Dr Daryl McPhee is an esteemed academic, a published author, and a renowned authority on the ecology of our Moreton Bay area.
He first visited our region in 1985 as a fourteen-year-old boy, an experience that Dr McPhee describes in his recently released book ‘Environmental History and Ecology of Moreton Bay’. “Having just moved from Sydney to Brisbane and staying at a hostel for the homeless at Indooroopilly, I caught the train to Shorncliffe and saw Moreton Bay for the first time. That day changed my life. That is Moreton Bay.”
Daryl went to Sandgate District High School and spent his formative years in Shorncliffe before studying at The University of Queensland where he obtained a PhD in Biology. He still visits the area several times a year. When I spoke to Daryl, he described what it was about Moreton Bay that has maintained his attraction and interest over the years.

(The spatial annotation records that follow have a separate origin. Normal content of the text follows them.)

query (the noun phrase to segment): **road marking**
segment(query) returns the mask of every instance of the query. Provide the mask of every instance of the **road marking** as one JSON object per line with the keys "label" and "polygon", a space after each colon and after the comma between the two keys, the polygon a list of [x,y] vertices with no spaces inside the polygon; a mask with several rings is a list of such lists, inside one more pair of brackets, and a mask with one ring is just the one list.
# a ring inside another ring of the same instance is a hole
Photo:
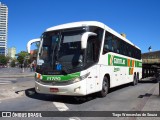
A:
{"label": "road marking", "polygon": [[71,117],[71,118],[69,118],[69,120],[81,120],[81,119],[78,117]]}
{"label": "road marking", "polygon": [[0,80],[0,85],[5,85],[5,84],[10,84],[12,83],[11,81],[1,81]]}
{"label": "road marking", "polygon": [[67,111],[67,110],[69,110],[69,108],[68,108],[64,103],[61,103],[61,102],[53,102],[53,104],[56,106],[56,108],[57,108],[59,111]]}
{"label": "road marking", "polygon": [[0,85],[10,84],[13,80],[17,78],[0,78]]}

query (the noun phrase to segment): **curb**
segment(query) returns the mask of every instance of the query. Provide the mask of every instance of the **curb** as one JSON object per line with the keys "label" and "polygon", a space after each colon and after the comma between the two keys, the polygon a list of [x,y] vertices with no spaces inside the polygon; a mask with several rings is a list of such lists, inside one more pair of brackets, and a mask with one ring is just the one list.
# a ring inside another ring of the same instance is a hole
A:
{"label": "curb", "polygon": [[8,76],[0,76],[0,78],[21,78],[21,77],[34,77],[34,74],[30,75],[8,75]]}

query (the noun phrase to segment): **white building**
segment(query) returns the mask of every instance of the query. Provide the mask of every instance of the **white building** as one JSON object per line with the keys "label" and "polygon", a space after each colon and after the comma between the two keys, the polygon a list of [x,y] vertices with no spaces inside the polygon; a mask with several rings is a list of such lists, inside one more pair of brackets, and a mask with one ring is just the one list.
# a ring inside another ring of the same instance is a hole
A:
{"label": "white building", "polygon": [[8,7],[0,2],[0,54],[7,55]]}
{"label": "white building", "polygon": [[16,58],[16,48],[15,47],[11,47],[11,48],[8,48],[8,56],[11,57],[11,58]]}

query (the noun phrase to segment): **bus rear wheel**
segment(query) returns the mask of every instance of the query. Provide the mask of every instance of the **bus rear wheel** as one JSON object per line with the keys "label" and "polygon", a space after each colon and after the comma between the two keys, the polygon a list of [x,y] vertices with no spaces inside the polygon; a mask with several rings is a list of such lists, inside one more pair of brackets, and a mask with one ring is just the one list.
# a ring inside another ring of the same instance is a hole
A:
{"label": "bus rear wheel", "polygon": [[109,81],[106,76],[103,78],[103,83],[102,83],[102,90],[99,92],[100,97],[105,97],[108,94],[109,91]]}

“It’s the bay’s natural beauty and its diversity. It’s not like anything else on the east coast.” Daryl said. “It’s a mixing area for both tropical and temperate species. It’s the southern-most limit for coral, for dugong and for humpbacks, and it’s also a home to temperate species like tailor, which migrate through from temperate waters. It has great diversity.”
Dr McPhee is currently Head of Higher Degree Research at Bond University and Director of the Commonwealth Government’s Fisheries Research and Development Corporation, and he will be presenting a talk on the 27th May at the Sandbag Community Centre in Rainbow Street entitled “Sandgate and Beyond — The Environmental History and Ecology of Moreton Bay”.

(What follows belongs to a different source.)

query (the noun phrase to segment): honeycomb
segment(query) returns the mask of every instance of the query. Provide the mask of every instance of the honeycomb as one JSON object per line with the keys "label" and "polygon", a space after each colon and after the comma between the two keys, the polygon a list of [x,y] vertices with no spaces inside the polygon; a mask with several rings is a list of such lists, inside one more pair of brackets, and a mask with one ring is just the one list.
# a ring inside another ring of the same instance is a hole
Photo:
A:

Although he works in a world of academia, Daryl still finds great satisfaction in sharing his knowledge with the general public. “In my mind, scientific and technical information shouldn’t just be kept ‘in-house’, it should be extended to be available to the public,” Daryl says. “We should be doing work that’s meaningful to the public, and it should be able to pass the pub-test in my opinion”.
If you have an interest in the ecology of our beloved bay, then don’t miss Daryl’s talk at Sandbag on the 27th May.